A “listening session” was held and recorded in Cooper Landing this week as part of an organized effort to record community residents’ observations of change on the Kenai Peninsula. (Photo provided by Kenai National Wildlife Refuge)

Refuge notebook: Voices of the Kenai


I’ve had the privilege recently to hear what other residents think about changes they have witnessed in their lifetimes here on the Kenai Peninsula.

Working closely with a small group of professional colleagues to figure out a different way of approaching climate change, we realized there are many stories to be heard, if we would hold some “listening sessions.” So we have launched a modest effort to capture those stories, dubbed Voices of the Kenai.

Besides me, our steering committee includes Branden Bornemann (Kenai Watershed Forum), Willow Hetrick (Chugach Regional Resource Commission), Syverine Bentz (Kachemak Bay Research Reserve) and Bjorn Olson (Kachemak Bay Conservation Society). Three of our group are lifelong residents themselves, having grown up in Homer, Moose Pass and Seward.

This week we were at the Snug Harbor Senior Haven in Cooper Landing. Last month we were hosted at the Sea Otter Community Center in Seldovia. Each event was attended by at least a couple dozen engaged and informed residents of those communities.

From one woman who has lived in Cooper Landing for more than a half century, we heard that nearby alpine slopes like Cecil Rhode Mountain really had fewer shrubs and trees when she was young, an observation consistent with scientific data.

Roman Dial at the Alaska Pacific University and his colleagues published two journal articles that estimate tree line has risen 1 meter per year and shrub line 2.7 meters per year in the Kenai Mountains since the 1950s.

One longtime resident commented there is a lot less wildlife than she remembers 40 years ago, when bears, moose, porcupines, coyotes and wolves were frequently sighted from her car bumping down the Seward Highway.

Another said Kenai Lake doesn’t freeze as often as it used to, and algae now grows in coves of that lake where it had once been clear.

Several Cooper Landing residents reminisced about how they used to go “wooding” (firewood harvesting) in their trucks on Kenai Lake. Driving on the lake, skiing, snowmachining and other forms of recreation on Kenai Lake ice have diminished greatly in recent decades.
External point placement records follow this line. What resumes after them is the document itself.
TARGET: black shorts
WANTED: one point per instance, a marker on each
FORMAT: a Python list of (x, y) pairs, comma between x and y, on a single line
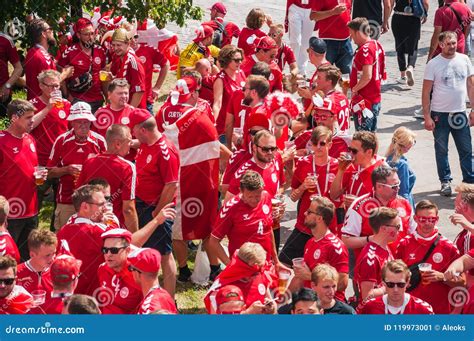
[(160, 239), (294, 247)]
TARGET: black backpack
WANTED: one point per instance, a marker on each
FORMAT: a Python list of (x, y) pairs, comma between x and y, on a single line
[(219, 33)]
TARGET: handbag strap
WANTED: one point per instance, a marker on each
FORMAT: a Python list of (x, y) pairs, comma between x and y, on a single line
[(431, 249)]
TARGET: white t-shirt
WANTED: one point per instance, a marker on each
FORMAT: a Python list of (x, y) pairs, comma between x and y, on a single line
[(449, 82)]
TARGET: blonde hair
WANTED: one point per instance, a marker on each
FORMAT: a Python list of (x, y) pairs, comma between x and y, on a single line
[(401, 137)]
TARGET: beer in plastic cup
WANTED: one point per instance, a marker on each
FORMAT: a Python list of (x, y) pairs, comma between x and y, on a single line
[(39, 297), (424, 267), (283, 277), (40, 175)]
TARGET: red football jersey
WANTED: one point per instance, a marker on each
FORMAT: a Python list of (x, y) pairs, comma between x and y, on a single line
[(67, 151), (106, 117), (157, 299), (18, 302), (230, 86), (118, 292), (412, 249), (8, 246), (157, 165), (149, 57), (247, 39), (273, 176), (131, 68), (411, 306), (333, 27), (330, 250), (119, 173), (85, 243), (242, 223), (18, 160), (369, 264), (371, 53), (8, 53), (37, 60), (54, 124), (326, 175), (81, 61)]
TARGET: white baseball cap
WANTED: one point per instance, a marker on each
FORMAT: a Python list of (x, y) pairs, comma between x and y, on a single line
[(81, 111)]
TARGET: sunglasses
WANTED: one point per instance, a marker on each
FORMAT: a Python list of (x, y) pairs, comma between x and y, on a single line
[(424, 220), (112, 250), (395, 186), (7, 281), (267, 149), (392, 285), (131, 268)]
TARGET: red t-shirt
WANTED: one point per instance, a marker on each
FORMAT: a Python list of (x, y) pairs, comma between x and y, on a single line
[(335, 26), (37, 60), (157, 299), (157, 165), (75, 56), (447, 20), (273, 176), (54, 124), (119, 173), (18, 160), (8, 53), (326, 175), (242, 223), (285, 55), (85, 243), (67, 151), (149, 57), (131, 68), (412, 249), (369, 264), (247, 38), (371, 53), (18, 302), (106, 117), (118, 293), (411, 306), (8, 246), (330, 250), (229, 87)]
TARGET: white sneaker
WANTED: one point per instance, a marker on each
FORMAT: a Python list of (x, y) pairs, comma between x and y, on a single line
[(409, 73), (402, 80)]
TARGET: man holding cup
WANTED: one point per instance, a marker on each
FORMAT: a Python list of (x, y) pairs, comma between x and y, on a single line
[(69, 152), (418, 248), (18, 160)]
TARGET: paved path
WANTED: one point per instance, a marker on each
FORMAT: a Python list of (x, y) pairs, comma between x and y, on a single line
[(398, 104)]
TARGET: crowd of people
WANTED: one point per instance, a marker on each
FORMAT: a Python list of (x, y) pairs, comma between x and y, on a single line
[(244, 128)]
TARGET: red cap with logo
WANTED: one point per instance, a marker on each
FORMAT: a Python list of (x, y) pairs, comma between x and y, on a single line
[(145, 260)]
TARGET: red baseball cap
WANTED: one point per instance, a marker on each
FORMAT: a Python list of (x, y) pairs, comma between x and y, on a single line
[(229, 293), (265, 43), (183, 90), (138, 116), (145, 260), (65, 269), (117, 233), (219, 7)]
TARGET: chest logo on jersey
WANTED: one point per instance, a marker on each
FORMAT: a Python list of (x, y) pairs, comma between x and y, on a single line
[(437, 257), (124, 292)]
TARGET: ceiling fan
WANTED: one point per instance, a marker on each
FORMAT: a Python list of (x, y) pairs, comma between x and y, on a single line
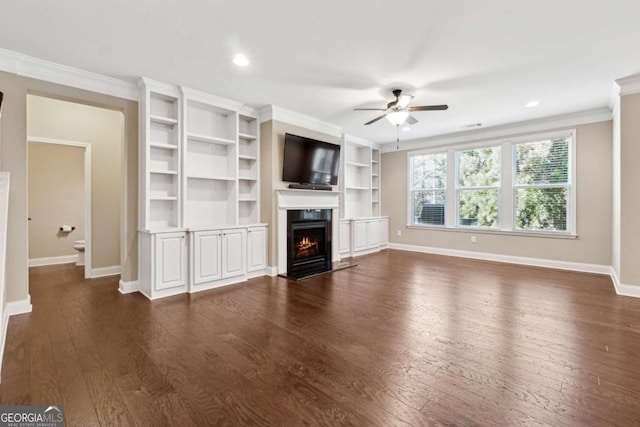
[(398, 111)]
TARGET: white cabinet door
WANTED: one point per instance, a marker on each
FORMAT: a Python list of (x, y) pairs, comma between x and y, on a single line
[(359, 235), (170, 260), (257, 248), (345, 238), (207, 257), (234, 243), (373, 233), (384, 232)]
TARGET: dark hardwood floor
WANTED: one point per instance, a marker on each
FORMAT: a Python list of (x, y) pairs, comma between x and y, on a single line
[(401, 339)]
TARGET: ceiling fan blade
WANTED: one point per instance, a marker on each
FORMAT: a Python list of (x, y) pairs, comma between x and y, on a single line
[(376, 119), (404, 100), (411, 120), (428, 108)]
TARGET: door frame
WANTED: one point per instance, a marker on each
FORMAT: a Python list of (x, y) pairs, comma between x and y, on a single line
[(87, 191)]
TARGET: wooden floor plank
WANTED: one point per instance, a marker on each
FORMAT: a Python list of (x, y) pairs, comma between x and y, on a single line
[(401, 339)]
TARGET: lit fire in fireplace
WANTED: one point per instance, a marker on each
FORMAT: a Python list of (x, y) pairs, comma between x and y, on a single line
[(306, 247)]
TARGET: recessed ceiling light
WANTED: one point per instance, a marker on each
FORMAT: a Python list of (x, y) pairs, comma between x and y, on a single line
[(240, 60)]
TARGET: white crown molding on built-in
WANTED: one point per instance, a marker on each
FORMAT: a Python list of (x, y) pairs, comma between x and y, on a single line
[(28, 66), (54, 260), (628, 85), (359, 141), (272, 112), (208, 98), (249, 111), (156, 86), (510, 259), (508, 130), (129, 287), (105, 271)]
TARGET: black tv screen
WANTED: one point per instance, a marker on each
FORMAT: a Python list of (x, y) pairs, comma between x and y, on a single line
[(309, 161)]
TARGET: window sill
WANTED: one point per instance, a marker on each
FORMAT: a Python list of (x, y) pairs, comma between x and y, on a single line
[(477, 230)]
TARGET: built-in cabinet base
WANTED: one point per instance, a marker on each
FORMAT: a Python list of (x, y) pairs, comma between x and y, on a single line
[(195, 260)]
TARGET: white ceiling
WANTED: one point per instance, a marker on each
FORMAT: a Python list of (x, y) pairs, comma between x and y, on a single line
[(486, 59)]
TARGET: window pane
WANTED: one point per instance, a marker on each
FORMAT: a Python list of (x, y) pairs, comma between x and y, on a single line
[(542, 162), (429, 171), (478, 208), (479, 168), (541, 209), (428, 207)]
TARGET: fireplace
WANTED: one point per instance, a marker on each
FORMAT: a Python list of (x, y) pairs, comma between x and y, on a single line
[(308, 242)]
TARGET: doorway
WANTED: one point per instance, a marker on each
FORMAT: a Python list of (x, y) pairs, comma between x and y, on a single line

These observations are consistent with statistical models generated by the Scenarios Network for Alaska and Arctic Planning at the University of Alaska Fairbanks that forecast winters in Cooper Landing, defined by average monthly temperatures below freezing, will soon go from five months per year to only two.

This is a different way to approach sharing information about climate change. Previous local workshops that I’ve been part of over the years were well-organized efforts by universities and agencies, but focused more on providing information than gathering information.

The Kenai National Wildlife Refuge hosted Climate Friendly Refuges at the Kenai Visitor Center in 2011. The Chugach National Forest and University of Alaska Anchorage hosted Classrooms for Climate. The National Park Service hosted Climate Change Café and Climate Change Scenarios Planning.

The Chugach Regional Resource Commission hosted a Climate Change Workshop focused on Alaska Native communities in our area. Most recently, the League of Women Voters sponsored Climate Change in our Backyard here at the Kenai Peninsula College. I would characterize these efforts as taking a top-down approach.

Voices of the Kenai is taking a bottom-up approach. Michael Opheim, environmental coordinator with the Seldovia Village Tribe said, “I thought the discussions had were probably better than a better part of group discussions I’ve been involved in at the conferences I have attended over the years. I don’t recall the last time I have seen that many people attending a presentation like that.”

Michael is taking it to the next level, agreeing to work with Bret “Hig” Higman (Ground Truth Trekking) to create a local working group on climate change.

We are treating these observations almost as a legacy. With a little funding from the North Pacific Landscape Conservation Cooperative, Bjorn Olson is putting on his other hat to record these listening sessions as an award-winning filmmaker. His short film, “Alaska Thaw,” was the 2018 Winner of the Witnessing Change Video Competition held at the Colorado Environmental Film Festival.

One of the expected products of Voices of the Kenai will be production of a short film that highlights the changes collectively seen from the vantage of the Kenai Peninsula.

In April, our group hopes to go to Port Graham and Nanwalek. This fall, we’ll head over to Seward. Each session is expected to take on its own flavor, driven by participants, the local issues and the local hosts who help set this up.

One of the unexpected perks of this effort is that our group members are now honorary members of the Cooper Landing Sexy Senior Dumpster Cleaners. I think this may mean that we need to go back to Cooper Landing and help pick up trash along the roads. But this is a small price to pay to hear the stories and voices of the Kenai.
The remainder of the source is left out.